From: Francois Daoust <fd@w3.org>
Date: Thu, 12 Mar 2009 16:13:15 +0100
Message-ID: <49B9268B.1040508@w3.org>
To: Robert Finean <Rob.Finean@openwave.com>
CC: Jo Rabin <jrabin@mtld.mobi>, Public MWBP <public-bpwg@w3.org>
Robert Finean wrote:
>>> b. PROPOSED RESOLUTION: In-network proxies MUST NOT rewrite links 
>>> without explicit prior agreement from the Content Provider
> 
> -1 because explicit prior agreement from 50M long-tail Content Providers
> won't happen. Link rewriting (HTTP and/or HTTPS) is part of adaptation
> because:
>  - URIs must be invented to represent browsing actions within a single
> Content-Provider's URI (eg view a different sub-page; trigger a
> javascript event; move from one part of a form to another where a form
> is split across sub-pages)
>  - Tokenising URIs is a very effective data-compression trick for
> adapted content that dramatically improves end-user usability
> 
> There are security implications that need to be laid out and addressed.
> Those security implications are the vital issue here, not link
> rewriting.
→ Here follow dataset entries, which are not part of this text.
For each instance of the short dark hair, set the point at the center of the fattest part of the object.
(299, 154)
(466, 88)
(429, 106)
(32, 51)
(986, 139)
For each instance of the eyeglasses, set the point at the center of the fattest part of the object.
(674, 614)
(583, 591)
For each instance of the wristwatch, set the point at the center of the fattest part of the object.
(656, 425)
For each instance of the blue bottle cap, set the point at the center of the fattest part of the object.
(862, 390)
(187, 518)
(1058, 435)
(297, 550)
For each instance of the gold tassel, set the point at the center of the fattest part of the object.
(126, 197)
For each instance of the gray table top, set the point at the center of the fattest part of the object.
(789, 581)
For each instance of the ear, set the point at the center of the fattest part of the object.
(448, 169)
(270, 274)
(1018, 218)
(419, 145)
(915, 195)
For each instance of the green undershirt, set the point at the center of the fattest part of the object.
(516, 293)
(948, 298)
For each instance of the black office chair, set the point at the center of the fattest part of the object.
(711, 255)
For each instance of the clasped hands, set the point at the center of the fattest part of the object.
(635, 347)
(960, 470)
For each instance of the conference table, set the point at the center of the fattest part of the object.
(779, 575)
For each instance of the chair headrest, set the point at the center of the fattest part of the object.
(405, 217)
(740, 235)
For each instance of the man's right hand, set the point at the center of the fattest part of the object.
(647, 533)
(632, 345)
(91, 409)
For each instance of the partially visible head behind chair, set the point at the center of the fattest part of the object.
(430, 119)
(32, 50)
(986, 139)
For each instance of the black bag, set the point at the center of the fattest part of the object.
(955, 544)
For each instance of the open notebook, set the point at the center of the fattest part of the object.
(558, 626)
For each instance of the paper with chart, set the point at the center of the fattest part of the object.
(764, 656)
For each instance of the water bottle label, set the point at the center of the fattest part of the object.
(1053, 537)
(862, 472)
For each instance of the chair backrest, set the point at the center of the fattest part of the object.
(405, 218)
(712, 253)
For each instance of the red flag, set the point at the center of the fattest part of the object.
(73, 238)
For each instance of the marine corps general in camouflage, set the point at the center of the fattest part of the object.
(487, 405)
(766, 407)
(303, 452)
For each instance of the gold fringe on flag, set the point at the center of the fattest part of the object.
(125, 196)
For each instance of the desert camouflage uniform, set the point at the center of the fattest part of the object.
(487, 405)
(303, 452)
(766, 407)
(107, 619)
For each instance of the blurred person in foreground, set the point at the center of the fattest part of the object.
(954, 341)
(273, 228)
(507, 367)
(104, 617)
Even flattening a frameset into one page for display on an
> XHTML/MP phone can raise these security questions so link rewriting
> isn't the crux of the matter.

The crux of the problem is indeed not links rewriting per se, it's the 
change of origin.

The proposed resolution could rather read:

PROPOSED RESOLUTION: In-network proxies MUST NOT change links origin 
without explicit prior agreement from the Content Provider (where 
"origin" is defined as the domain name, the scheme and the TCP port of 
the link)

Can all use cases be done without changing the origin? I think most can, 
for example using specific query string parameters in the request that 
the CT-proxy reacts to. Is it a clean solution though? I'm not sure. 
Besides, I don't think it covers the frameset case, but then flattening 
frames with different origins is probably not a good idea.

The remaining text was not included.